El hogar es una palabra de connotación más amplia y completa, porque construir un hogar significa tener claros principios, valores y normas que rigen nuestra identidad como familia, todo ello enmarcado en el principio del amor. Solo así, nuestras familias se convierten en nuestro lugar de refugio frente a las amenazas del mundo actual.
Elena de White expresó:
«Todo hogar cristiano debe tener reglas; y los padres deben, en sus palabras y su comportamiento mutuo, dar a los niños un precioso ejemplo vivo de lo que desean que lleguen a ser. Enseñad a los niños y jóvenes a ser fieles a Dios y a los buenos principios; enseñadles a respetar y obedecer la ley de Dios. Entonces esos principios regirán su vida y se cumplirán en sus relaciones con los demás».
Te invito a reflexionar acerca de esta pregunta: ¿A quién conociste primero, a tu pareja o a tu/s hijo/s? Es muy importante aprender primero a ser buenos esposos, y en consecuencia nos convertiremos en mejores padres, pues nuestros hijos aprenderán del ejemplo que reciben. Esto no funciona al revés. Lamentablemente, a menudo centramos nuestros esfuerzos en ser mejores padres, descuidando a nuestro cónyuge, quien en realidad es nuestro prójimo más próximo.

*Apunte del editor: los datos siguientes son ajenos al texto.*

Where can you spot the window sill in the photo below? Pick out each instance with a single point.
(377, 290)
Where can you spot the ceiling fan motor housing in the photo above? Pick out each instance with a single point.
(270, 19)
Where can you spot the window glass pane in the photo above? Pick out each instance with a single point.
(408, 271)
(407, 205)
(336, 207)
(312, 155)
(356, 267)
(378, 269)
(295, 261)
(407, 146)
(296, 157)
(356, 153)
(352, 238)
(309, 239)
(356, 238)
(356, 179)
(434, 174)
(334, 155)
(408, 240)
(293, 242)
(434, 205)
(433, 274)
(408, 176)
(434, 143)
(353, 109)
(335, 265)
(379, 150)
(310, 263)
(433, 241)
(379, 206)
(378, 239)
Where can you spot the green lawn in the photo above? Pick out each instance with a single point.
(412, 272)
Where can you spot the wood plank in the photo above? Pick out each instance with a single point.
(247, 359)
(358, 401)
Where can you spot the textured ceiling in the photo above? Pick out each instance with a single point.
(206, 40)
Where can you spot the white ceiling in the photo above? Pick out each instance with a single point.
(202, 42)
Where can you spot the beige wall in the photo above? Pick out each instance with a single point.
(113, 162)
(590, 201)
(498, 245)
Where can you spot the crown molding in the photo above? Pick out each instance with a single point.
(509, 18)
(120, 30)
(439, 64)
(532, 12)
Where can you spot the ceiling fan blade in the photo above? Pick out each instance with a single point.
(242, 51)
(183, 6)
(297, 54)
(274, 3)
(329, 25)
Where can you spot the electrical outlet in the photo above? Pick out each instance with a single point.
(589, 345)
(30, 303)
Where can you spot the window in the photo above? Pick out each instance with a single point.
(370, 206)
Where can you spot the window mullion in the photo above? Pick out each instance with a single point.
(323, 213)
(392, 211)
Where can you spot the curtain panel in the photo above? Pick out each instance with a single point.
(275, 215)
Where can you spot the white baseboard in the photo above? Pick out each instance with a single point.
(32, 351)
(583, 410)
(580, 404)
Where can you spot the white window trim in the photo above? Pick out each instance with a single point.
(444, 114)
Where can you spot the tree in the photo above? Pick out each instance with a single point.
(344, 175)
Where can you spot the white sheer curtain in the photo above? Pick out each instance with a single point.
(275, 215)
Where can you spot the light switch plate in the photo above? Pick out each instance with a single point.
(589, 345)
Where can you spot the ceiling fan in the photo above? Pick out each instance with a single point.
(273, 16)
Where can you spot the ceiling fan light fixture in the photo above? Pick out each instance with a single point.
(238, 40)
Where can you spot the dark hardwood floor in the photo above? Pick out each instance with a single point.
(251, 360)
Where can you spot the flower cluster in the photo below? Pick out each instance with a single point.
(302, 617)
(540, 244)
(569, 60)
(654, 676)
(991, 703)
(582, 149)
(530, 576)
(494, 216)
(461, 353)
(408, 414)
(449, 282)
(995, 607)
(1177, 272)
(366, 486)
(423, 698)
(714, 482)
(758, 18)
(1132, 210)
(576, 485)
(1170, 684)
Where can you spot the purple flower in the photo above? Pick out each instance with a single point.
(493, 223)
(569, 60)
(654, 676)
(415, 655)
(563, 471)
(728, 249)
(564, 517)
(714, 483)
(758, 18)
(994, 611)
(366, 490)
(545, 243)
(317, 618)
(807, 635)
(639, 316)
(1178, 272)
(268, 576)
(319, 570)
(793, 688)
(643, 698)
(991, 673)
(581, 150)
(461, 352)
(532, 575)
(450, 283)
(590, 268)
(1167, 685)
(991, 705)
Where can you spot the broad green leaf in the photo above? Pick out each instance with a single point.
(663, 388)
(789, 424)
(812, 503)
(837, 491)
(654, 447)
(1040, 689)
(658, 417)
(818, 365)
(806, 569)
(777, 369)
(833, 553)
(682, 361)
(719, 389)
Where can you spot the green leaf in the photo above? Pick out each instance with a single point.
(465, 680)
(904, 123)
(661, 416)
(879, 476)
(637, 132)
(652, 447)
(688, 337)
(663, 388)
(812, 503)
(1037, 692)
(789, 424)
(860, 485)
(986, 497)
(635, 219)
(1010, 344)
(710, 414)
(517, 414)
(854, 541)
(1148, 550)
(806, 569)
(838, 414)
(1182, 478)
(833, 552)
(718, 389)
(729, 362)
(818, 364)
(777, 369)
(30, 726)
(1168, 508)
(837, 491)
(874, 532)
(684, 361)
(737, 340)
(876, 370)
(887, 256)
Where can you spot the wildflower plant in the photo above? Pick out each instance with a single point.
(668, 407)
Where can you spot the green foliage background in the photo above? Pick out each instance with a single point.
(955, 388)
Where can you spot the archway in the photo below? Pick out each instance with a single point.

El hogar debe ser hecho de todo lo que la palabra implica. Va mucho más allá de las cosas materiales de una casa. Debe ser un pequeño cielo en la tierra, un lugar donde los afectos sean cultivados en vez de ser cuidadosamente reprimidos. Nuestra felicidad depende de que se cultive allí el amor, la simpatía y la verdadera cortesía mutua. El símbolo más dulce del cielo es un hogar presidido por el espíritu del Señor. Si se cumple la voluntad de Dios, los esposos se respetarán mutuamente, cultivarán el amor y desarrollarán la confianza.
¡Ánimo, construyamos hogares felices con Dios!